A quick call to the K-Landnews friend you know as OMG (Old Mustached German) brought certainty.
Yes, it was illegal. Remember the story I told you about me having breakfast every morning before work at the O Club with the German officer?
Not the details.
Okay. This was the mid 80s, and, for a time, I had breakfast at the O Club before I'd shuffle through the gate. There were only a few people there at that time of the morning. Pretty much everybody had breakfast at home and went straight to work. I'd done this for less than a week when this young officer struck up a conversation, and from there on out we shared a table in the morning. My gaydar wasn't all that well developed at the time, though I recall I did have a "hmmm?" moment, if you will. This went one for a month or so, and then the man disappeared. He was just gone. I didn't think much of it, people to split from one day to the next in that line of work, and we hadn't become friends, you know, who would share plans and such.

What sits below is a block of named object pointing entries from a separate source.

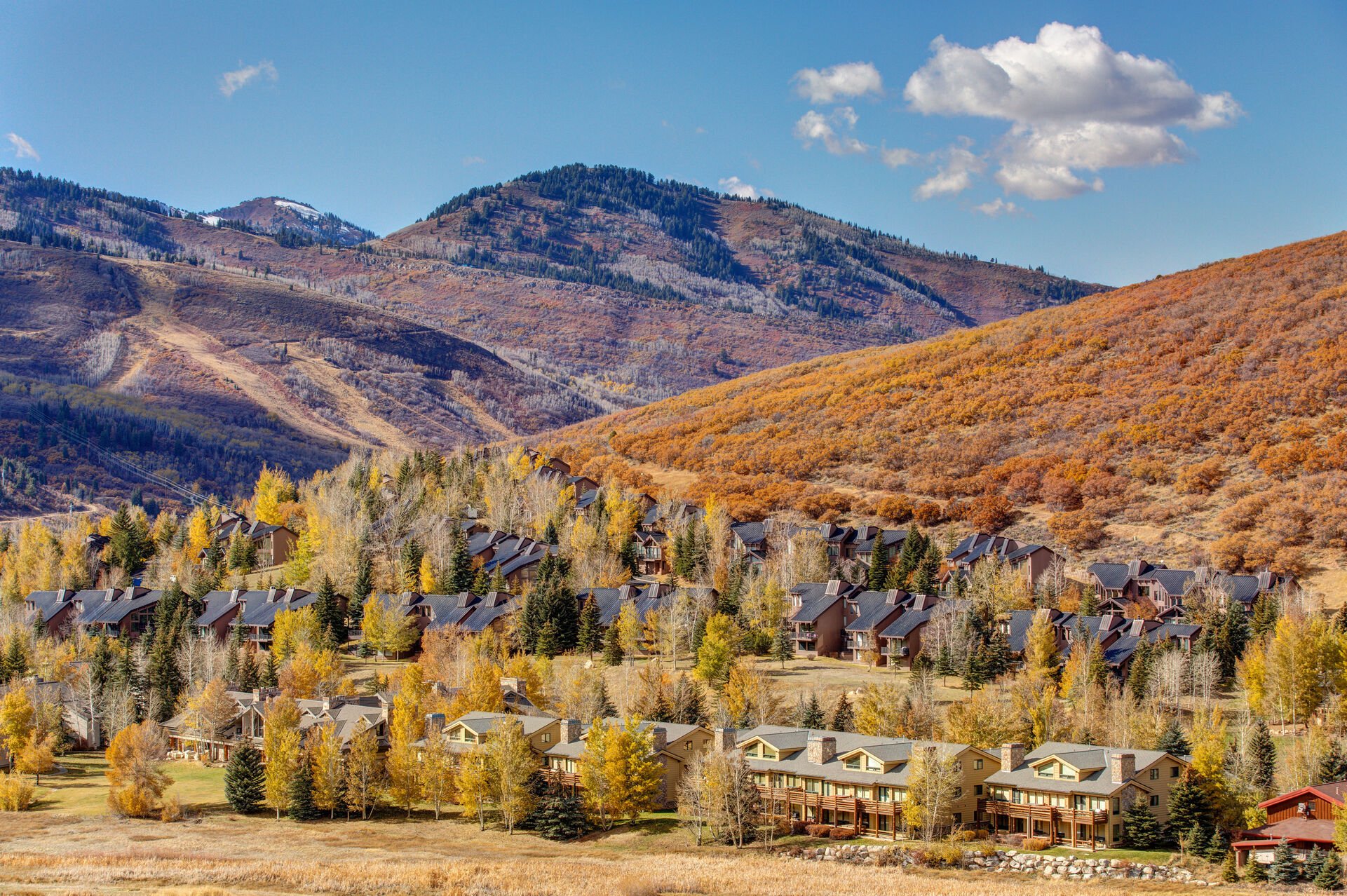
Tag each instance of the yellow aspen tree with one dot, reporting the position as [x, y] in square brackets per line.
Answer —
[329, 767]
[473, 785]
[633, 773]
[280, 749]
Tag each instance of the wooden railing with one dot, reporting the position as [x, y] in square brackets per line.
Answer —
[1036, 813]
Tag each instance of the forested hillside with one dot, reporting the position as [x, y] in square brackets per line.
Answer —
[611, 283]
[1198, 415]
[121, 376]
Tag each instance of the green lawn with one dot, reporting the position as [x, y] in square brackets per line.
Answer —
[1144, 856]
[83, 787]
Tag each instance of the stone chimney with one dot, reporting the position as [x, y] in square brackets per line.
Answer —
[820, 749]
[1123, 767]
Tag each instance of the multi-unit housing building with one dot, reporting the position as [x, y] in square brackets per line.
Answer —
[1124, 586]
[853, 780]
[1076, 794]
[1027, 561]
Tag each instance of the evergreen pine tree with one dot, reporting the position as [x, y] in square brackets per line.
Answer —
[1313, 864]
[1284, 869]
[601, 700]
[1331, 875]
[813, 717]
[1189, 806]
[1332, 767]
[461, 568]
[844, 719]
[1218, 846]
[590, 637]
[561, 815]
[879, 564]
[361, 590]
[926, 578]
[614, 654]
[301, 806]
[245, 779]
[327, 609]
[547, 640]
[1140, 829]
[1262, 752]
[270, 674]
[689, 705]
[1172, 740]
[783, 649]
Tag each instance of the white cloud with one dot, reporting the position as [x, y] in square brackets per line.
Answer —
[899, 156]
[846, 80]
[814, 127]
[245, 74]
[736, 188]
[997, 208]
[22, 147]
[956, 169]
[1075, 104]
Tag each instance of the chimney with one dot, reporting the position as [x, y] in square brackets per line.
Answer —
[1123, 767]
[820, 749]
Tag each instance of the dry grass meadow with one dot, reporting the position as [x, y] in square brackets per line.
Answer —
[69, 845]
[219, 853]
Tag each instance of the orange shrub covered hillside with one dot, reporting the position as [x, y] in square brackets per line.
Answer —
[1198, 406]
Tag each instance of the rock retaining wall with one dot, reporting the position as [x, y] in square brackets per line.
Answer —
[1006, 861]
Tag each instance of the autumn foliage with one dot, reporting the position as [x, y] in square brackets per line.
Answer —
[1212, 394]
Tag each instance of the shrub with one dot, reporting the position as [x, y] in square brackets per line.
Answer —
[15, 792]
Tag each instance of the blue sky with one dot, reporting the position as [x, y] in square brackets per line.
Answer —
[1168, 137]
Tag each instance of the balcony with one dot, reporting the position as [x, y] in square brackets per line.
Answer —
[813, 805]
[1050, 817]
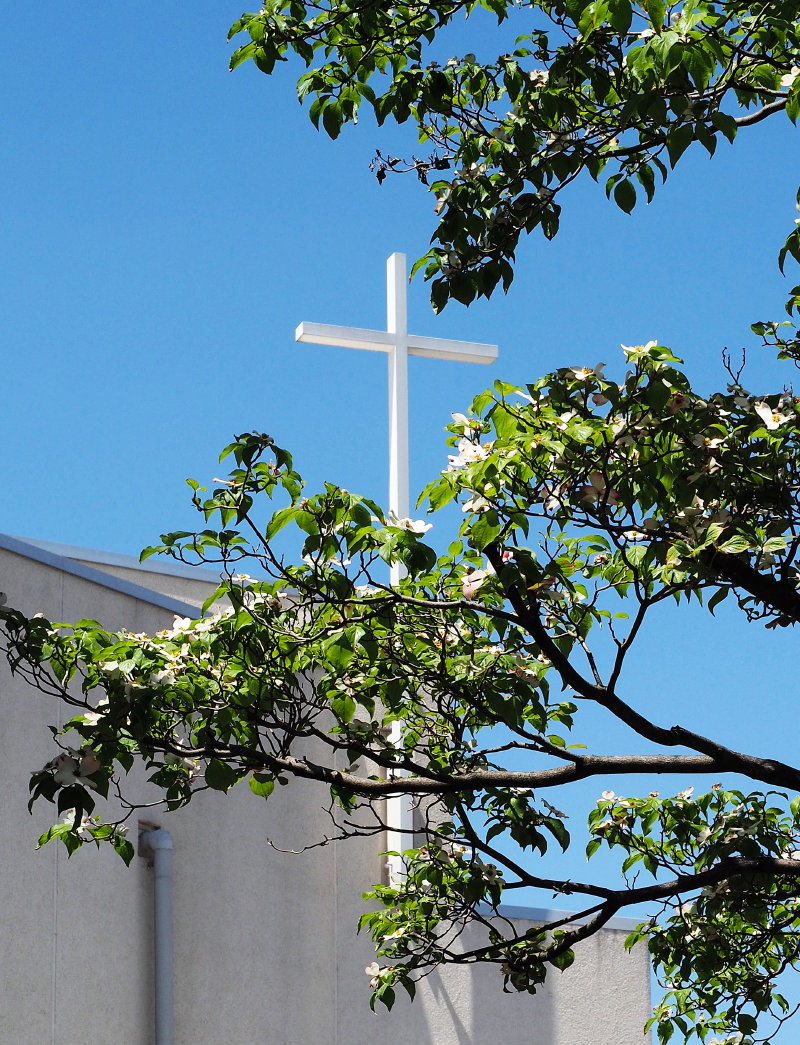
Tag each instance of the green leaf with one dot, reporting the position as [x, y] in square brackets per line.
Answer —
[261, 785]
[219, 775]
[625, 195]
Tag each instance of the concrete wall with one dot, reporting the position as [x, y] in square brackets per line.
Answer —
[265, 945]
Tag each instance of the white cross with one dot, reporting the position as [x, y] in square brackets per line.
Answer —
[399, 345]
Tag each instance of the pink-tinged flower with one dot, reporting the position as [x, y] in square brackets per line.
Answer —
[413, 526]
[584, 374]
[597, 490]
[469, 451]
[772, 418]
[472, 582]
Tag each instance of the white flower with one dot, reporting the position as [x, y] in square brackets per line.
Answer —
[92, 718]
[164, 676]
[413, 526]
[772, 418]
[67, 768]
[597, 490]
[469, 451]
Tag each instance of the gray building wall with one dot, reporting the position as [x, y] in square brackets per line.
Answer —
[265, 949]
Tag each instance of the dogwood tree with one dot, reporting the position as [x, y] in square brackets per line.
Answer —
[612, 89]
[585, 504]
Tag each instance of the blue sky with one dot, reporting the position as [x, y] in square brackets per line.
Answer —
[167, 224]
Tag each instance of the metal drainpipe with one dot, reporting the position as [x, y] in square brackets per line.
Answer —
[157, 844]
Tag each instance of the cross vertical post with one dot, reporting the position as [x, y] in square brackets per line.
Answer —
[397, 324]
[398, 344]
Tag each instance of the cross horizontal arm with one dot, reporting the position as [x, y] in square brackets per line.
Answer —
[380, 341]
[326, 333]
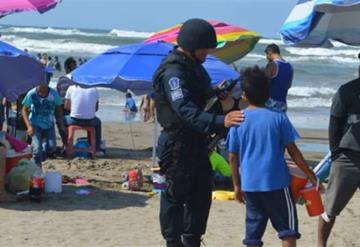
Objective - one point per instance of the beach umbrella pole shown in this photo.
(155, 135)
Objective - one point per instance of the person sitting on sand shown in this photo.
(39, 106)
(256, 154)
(83, 104)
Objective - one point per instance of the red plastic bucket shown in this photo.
(312, 200)
(298, 180)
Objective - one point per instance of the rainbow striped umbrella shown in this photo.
(13, 6)
(233, 42)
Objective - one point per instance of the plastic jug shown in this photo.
(313, 201)
(298, 180)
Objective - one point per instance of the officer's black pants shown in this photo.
(185, 205)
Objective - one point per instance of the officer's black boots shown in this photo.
(191, 240)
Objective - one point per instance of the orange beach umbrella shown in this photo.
(233, 42)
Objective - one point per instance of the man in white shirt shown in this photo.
(83, 103)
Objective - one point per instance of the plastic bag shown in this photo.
(18, 179)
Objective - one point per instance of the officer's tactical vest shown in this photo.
(166, 116)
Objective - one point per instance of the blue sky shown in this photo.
(263, 16)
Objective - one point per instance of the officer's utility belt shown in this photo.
(186, 136)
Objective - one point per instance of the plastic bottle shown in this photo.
(36, 187)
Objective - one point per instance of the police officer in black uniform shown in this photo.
(182, 88)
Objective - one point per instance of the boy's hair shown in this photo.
(255, 84)
(273, 48)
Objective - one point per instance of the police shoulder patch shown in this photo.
(174, 83)
(177, 94)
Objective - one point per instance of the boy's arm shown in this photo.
(299, 160)
(234, 161)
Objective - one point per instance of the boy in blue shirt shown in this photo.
(256, 154)
(130, 104)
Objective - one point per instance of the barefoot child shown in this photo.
(260, 175)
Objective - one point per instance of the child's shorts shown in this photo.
(278, 206)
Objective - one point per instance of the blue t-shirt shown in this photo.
(42, 109)
(130, 103)
(260, 143)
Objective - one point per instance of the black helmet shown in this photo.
(196, 34)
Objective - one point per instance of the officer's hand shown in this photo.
(233, 118)
(222, 94)
(239, 195)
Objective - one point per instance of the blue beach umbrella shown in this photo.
(132, 67)
(316, 22)
(19, 71)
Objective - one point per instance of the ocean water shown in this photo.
(318, 71)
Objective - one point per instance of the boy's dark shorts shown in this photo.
(278, 206)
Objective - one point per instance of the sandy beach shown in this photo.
(114, 217)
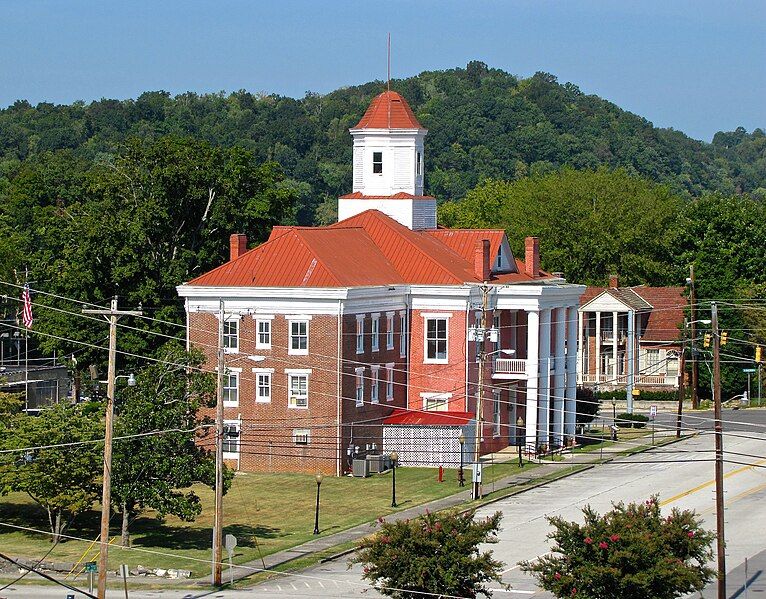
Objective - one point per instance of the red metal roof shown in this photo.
(357, 195)
(369, 248)
(429, 418)
(389, 110)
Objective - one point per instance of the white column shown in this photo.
(615, 370)
(533, 365)
(580, 348)
(543, 402)
(570, 404)
(598, 347)
(559, 389)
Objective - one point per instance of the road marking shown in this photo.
(709, 483)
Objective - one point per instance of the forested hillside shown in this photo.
(484, 123)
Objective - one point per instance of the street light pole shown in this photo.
(720, 538)
(394, 459)
(319, 478)
(112, 315)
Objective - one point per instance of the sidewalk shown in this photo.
(544, 470)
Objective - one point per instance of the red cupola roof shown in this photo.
(389, 110)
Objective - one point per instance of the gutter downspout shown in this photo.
(338, 382)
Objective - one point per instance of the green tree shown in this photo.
(436, 554)
(64, 481)
(631, 552)
(590, 223)
(156, 471)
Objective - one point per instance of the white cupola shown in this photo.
(388, 165)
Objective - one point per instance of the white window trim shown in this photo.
(258, 320)
(389, 330)
(360, 333)
(235, 372)
(359, 378)
(234, 455)
(302, 432)
(375, 383)
(263, 372)
(294, 406)
(402, 335)
(375, 332)
(446, 397)
(290, 350)
(390, 381)
(426, 359)
(229, 317)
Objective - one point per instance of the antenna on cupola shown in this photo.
(388, 80)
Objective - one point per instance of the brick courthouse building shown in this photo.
(334, 333)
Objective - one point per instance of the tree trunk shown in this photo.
(125, 536)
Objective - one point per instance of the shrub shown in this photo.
(626, 420)
(436, 554)
(631, 552)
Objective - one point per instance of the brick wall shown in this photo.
(266, 435)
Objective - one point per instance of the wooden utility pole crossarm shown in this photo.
(111, 315)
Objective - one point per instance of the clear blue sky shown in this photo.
(698, 66)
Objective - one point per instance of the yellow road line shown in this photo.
(709, 483)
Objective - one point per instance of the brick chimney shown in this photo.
(532, 256)
(237, 245)
(482, 265)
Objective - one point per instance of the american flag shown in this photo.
(26, 314)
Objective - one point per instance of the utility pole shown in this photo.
(218, 520)
(720, 539)
(695, 361)
(481, 334)
(681, 387)
(111, 315)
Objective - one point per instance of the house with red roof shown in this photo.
(362, 337)
(620, 324)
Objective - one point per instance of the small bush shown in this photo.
(626, 420)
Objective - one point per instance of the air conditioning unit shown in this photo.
(376, 463)
(361, 468)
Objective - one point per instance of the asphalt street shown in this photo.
(681, 473)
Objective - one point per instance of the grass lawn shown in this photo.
(266, 512)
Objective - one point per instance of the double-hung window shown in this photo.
(262, 384)
(231, 333)
(263, 333)
(299, 337)
(436, 339)
(496, 413)
(298, 388)
(375, 384)
(377, 163)
(359, 387)
(389, 382)
(230, 389)
(375, 333)
(230, 439)
(402, 335)
(360, 334)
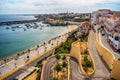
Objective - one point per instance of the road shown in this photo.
(107, 45)
(101, 72)
(23, 69)
(47, 70)
(75, 70)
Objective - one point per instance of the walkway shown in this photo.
(101, 72)
(107, 45)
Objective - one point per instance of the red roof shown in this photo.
(112, 32)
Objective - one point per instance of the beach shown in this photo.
(19, 60)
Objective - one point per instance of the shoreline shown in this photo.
(18, 54)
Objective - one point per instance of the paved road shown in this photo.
(23, 69)
(101, 72)
(107, 45)
(47, 70)
(75, 70)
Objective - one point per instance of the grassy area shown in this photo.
(25, 78)
(60, 69)
(84, 37)
(66, 46)
(81, 20)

I really don't remember how long afterwards it was that I happened to run into two other officers talking about him. It was along the lines of 'you heard about so-and-so?', 'no, what happened?', 'he took to hanging out at the NCO club after work, so they transferred him asap'. Sounded like some were in the know, and they let him be until he started to try and make friends with the lower ranks.
This was around the same time that everybody in the party of the up and coming political leader knew and everybody who "wanted to know" knew too.
OMG had no idea how the life of his one time breakfast mate had subsequently unfolded, but it is rather certain that he did not make a stellar career in the German military after the unrequested transfer.
As opposed to the young politician.
Ah, well, double standards are awful. At least as long until one does not benefit from them.